Friday, 20 November 2009

Transliteration - using small caps

Colin, I think the problems are being beaten one by one.

You point out that Unicode has glyphs for dots under characters,
but you also point out the that not all fonts contain those glyphs.
This is a big problem.
The ones we need in particular are h. (1E25), s. (1E63)  and  t. (1E6D)
Cardo (an academic font) has these, but Times New Roman and Arial don't.
I think the only standard Windows font containing them is Tahoma,
so if you try to use them, Windows will (hopefully) change the font to Tahoma,
but only for those letters, so they look odd in the word.
I don't expect that many PDAs and phones will have a full-set Unicode font.
We could supply one, of course - eg Cardo.

I agree about p/ph (a typo). I suppose we should have k/kh for completeness.

You have two suggestions for shewa: 
- @ with  e for segol
- e  with e-with-overbar for segol
I don't like the idea of introducing @ which will look strange, esp as there will be so many of them,
but I don't like introducing non-ASCII symbols
Can't we have è é or ë for segol?
If not, I guess we can live with a raised e, (esp as people don't have to type it in)
and then have e for segol.

I like the idea of o for both holem-vav and holem, if we use something else to indicate the presence of vav.
That leaves ô for qames hatuph

I'm turning against the idea of s for tsade.
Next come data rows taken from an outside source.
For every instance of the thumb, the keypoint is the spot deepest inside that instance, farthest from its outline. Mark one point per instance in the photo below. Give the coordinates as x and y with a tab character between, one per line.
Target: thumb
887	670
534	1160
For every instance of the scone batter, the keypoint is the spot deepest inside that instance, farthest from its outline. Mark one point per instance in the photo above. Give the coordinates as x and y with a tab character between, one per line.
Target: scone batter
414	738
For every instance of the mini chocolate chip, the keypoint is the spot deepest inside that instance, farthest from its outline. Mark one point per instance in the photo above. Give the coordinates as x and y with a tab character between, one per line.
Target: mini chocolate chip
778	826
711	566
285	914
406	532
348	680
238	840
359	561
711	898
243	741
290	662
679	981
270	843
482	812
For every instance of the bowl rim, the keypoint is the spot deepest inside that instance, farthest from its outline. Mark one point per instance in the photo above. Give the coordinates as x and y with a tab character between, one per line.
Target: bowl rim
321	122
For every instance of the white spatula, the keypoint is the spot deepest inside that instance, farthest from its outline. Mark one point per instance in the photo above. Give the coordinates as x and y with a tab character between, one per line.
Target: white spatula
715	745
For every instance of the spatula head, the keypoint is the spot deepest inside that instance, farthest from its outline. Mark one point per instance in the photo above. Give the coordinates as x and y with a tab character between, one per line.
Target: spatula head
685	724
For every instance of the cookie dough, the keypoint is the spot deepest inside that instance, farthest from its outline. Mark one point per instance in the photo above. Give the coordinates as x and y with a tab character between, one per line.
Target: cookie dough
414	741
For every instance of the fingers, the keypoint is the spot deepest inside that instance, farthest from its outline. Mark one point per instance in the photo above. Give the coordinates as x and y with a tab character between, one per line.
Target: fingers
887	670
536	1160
It really doesn't sound like an s. I'd much prefer tz
If so, so you think we could get away with s for sin? The problem I'm thinking of is words starting with sin,
which look rather strange with ss - eg 'hate' = ssânê)
Ug, I guess it will have to do.

I'm not sure about the dieresis for non-dipthongs. But I noticed that one system uses "y",
eg hamayim
As you point out, the problem only occurs with "aim" as in Amora'im (and "ain" as in the name Ca'in)
because when it is a furtive patach the combination isn't a normal diphthong pair (eg No'ah)

Your point about copy and paste is really important. As you say, <u> won't copy and paste.

I had a possible brainwave - what about small caps?
They look OK when they are written,
and are preserved with copy-and-paste.
You can't always easily distinguish a small-cap vowel from the lower case letter
(esp with o and u) but this doesn't matter much,
because we aren't making distinctions about pronunciation.
But small cap T and H look different from t and h.
Also, we can use ")" and "(" as reduced-size superscript for aleph and ayin.
These too will copy and paste in the same way someone might type them.
Superscript "e" for shewa works OK too.

See an example at
www.tyndalearchive.com/STEP/TEST/testTrans.htm
- copy and paste the two lines into the text box and see what happens

A few things which came up while I was doing the transliteration:
- Sometimes it is best to omit the "e" for shewa - such as yihyeh near the end of Gen.1.29
- the transliteration looks better with two spaces between words, esp when ending and starting with aleph or ayin

What do you think?
It doesn't look too complicated to read out.
So long as we tell people not to bother with accents, it is fairly easy to write out.
It works with copy+paste
The only 'missing dots' under letters are for chet and tet, which are small cap H and T
Does it look sufficiently like/dislike other systems so as to cause little confusion?

David IB

At 12:01 20/11/2009, Tyndale STEP Project wrote:
Tyndale STEP Project wrote:
> Colin, I think you may have solved all the issues - great!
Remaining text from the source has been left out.